Anyway, Indie games need playing and a code was kindly provided by developer Spyn Doctor for their puzzle solving game Golden Tangram going for the low low price of 80 Microsoft fun bucks. A tangram is a puzzle involving seven shapes (or ‘tans’) which must moved into certain types of configurations to be solved. This game brings all the fist-bitingly extreme fun of moving wooden pieces to form a shape matching that of a given silhouette into the adrenaline-pumping digital age.
The make-or-break feature of this game is its presentation, and whether the xbox controller can manage well enough to replace your dexterous human fingers. It already has the market sewn-up so far as tangram videogames go.
If the tan fits, wear it. Or something.
The goal of the game is to recreate the shape shown in a small silhouette at the top of the screen. The player does this by maneuvering them into place from the sides of the screen. However, I found myself getting annoyed and quitting out of more than one of the puzzles simply because it would not ‘recognise’ that the shape was finished. And no, I am not stupid. It was definitely correct. When a shape approaches completion a bar appears to show you you’re close. But in these cases it would never fully complete. Jiggling some of the pieces around to get a better fit worked some of the time, but not all of it. In a game where making the shown shape is the only target, it is vitally important to the player to be able to, y’know, actually do it.
This issue would be slightly less grating if the player had some sort of ‘undo last action’ button, or even an option to reset the entire puzzle altogether. You can’t place pieces to overlap and you can’t go out of the boundaries of the screen. So, when I had made a mess of a puzzle I couldn’t simply dismantle what I had done to start over with ease. I had to quit out of the puzzle (which prompt an option to save progress, which seems pointless to me) and re-select it as it was quicker than trying to make room for a second go by hand.
Quitting out of puzzles doesn’t have any negative repercussions for the player whatsoever. There are 250 puzzle patterns of three different puzzle types all available from the outset of the game. There is some difficulty curve present, but it’s not obvious. The puzzles further up the list tend to be harder. But, the nature of this game means that some solutions can be spotted instantly by some, yet take forever for others to see. Some sort of unlocking system wouldn’t have gone amiss. Then again, this isn’t exactly the type of game you play for a ruddy good challenge.

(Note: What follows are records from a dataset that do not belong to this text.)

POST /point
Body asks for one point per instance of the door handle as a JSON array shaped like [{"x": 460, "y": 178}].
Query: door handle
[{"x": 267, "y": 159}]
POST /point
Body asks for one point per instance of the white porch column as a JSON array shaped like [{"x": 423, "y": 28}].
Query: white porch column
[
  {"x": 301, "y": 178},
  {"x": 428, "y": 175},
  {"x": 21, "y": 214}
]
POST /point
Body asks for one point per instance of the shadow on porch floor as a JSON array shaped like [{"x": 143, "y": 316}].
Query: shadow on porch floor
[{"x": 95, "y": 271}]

‘Custom Soundtracks’ is shorthand for ‘silence’.
When you start the game you are treated to a charming acoustic looped tune played over the simplistic menu. But in-game all you have to pleasure you aurally is the clicking sound of rotating pieces and the occasional sparkly jingle that indicates a puzzle has been solved. Plugging in my iPod and listening to Tenacious D albums just seemed a little jarring to me. I’m tip-toeing around the word ‘boring’, but I struggle to think of another way of putting my thoughts when it comes to the way this game presents itself. It does what it does well. But it doesn’t show us anything new or interesting. It’s tangrams, on your Xbox. That’s it really. At o.31 space dollars per puzzle, you don’t really expect much more.
Some other points worth mentioning:
- The game provides a ‘Freestyle Game’ mode in which you can create and save your own puzzles. To me, this redefines ‘pointless’.

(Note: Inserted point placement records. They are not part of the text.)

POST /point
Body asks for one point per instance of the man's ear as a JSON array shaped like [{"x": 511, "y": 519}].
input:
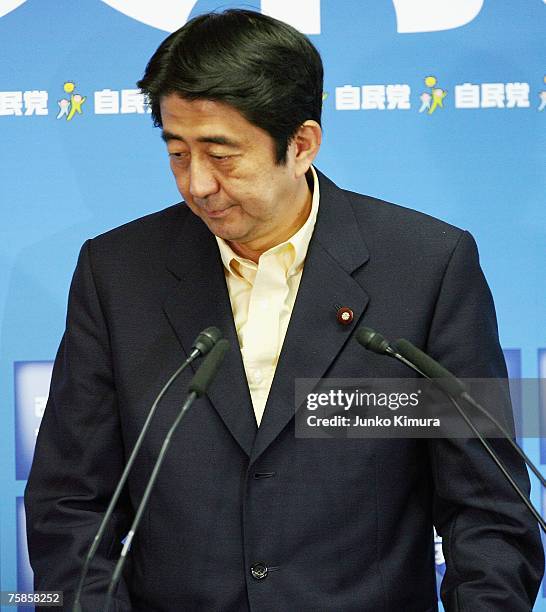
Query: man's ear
[{"x": 306, "y": 143}]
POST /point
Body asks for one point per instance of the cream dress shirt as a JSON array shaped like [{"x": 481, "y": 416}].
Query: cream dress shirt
[{"x": 262, "y": 297}]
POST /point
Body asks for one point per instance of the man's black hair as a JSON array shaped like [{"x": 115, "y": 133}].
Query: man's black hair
[{"x": 264, "y": 68}]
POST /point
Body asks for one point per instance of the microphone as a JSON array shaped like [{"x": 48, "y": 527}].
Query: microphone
[
  {"x": 197, "y": 388},
  {"x": 409, "y": 355},
  {"x": 405, "y": 352},
  {"x": 204, "y": 342}
]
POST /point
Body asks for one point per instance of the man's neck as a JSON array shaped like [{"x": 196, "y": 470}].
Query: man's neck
[{"x": 254, "y": 249}]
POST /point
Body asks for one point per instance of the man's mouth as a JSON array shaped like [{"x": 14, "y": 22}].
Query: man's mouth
[{"x": 218, "y": 213}]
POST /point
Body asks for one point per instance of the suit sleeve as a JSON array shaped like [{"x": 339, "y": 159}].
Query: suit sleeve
[
  {"x": 492, "y": 546},
  {"x": 78, "y": 458}
]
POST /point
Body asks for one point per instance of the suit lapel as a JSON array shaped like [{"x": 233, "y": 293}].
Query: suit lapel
[
  {"x": 200, "y": 300},
  {"x": 314, "y": 337}
]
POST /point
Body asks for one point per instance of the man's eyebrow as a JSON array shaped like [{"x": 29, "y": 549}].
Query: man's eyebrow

- Some indicator of scale on the silhouettes would be nice. Often I found myself struggling as I hadn’t realised certain shapes were supposed to be larger than they appeared.
- I experienced a minor glitch at least twice while playing, where the silhouette that normally appears in the top left of the screen was right in the middle. But far be it from me to nit-pick over such trivial things.

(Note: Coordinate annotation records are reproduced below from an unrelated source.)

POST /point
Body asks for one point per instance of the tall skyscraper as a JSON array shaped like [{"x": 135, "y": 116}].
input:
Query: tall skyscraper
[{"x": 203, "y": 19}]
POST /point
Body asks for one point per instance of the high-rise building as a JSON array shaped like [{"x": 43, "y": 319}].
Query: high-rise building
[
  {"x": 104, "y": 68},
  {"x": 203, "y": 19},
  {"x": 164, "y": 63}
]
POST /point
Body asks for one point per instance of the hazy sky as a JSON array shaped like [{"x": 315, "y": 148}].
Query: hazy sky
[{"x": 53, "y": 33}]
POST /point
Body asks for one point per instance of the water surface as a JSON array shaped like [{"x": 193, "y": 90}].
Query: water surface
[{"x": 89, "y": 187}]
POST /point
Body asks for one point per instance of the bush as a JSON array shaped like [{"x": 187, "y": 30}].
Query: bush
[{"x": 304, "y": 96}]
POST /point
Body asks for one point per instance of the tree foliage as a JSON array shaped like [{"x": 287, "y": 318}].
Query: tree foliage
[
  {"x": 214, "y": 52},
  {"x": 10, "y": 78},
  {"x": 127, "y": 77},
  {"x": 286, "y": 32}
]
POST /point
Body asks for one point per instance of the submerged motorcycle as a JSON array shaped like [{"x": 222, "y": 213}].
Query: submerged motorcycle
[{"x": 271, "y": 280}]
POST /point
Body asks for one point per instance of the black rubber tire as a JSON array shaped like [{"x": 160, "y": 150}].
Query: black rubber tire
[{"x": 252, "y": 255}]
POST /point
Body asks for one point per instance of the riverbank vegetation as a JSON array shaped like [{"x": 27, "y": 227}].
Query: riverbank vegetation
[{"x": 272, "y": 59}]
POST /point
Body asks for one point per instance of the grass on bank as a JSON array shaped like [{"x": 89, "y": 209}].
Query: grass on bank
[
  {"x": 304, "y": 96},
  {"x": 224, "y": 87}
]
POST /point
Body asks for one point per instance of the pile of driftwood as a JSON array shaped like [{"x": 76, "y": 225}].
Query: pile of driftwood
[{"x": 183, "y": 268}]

All in all, Golden Tangram is not a bad game. That said however, it’s barely a game. You can cut out a piece of paper and have the same experience live, in 3D with tactile response. There’s nothing wrong with it and it does exactly what it says on the tin. There are tangrams, they are gold. So far as I know there are no other shape puzzle solving indie games on XBL at the moment.
You should play this game if…
…You have 80 spare MSpoints to waste, no friends, and a lot of time to kill (and also don’t mind being made to feel unintelligent by shapes on a screen.)
Final Score
A bare bones simple puzzle game. If you go in expecting any more than tangrams you will be sorely disappointed.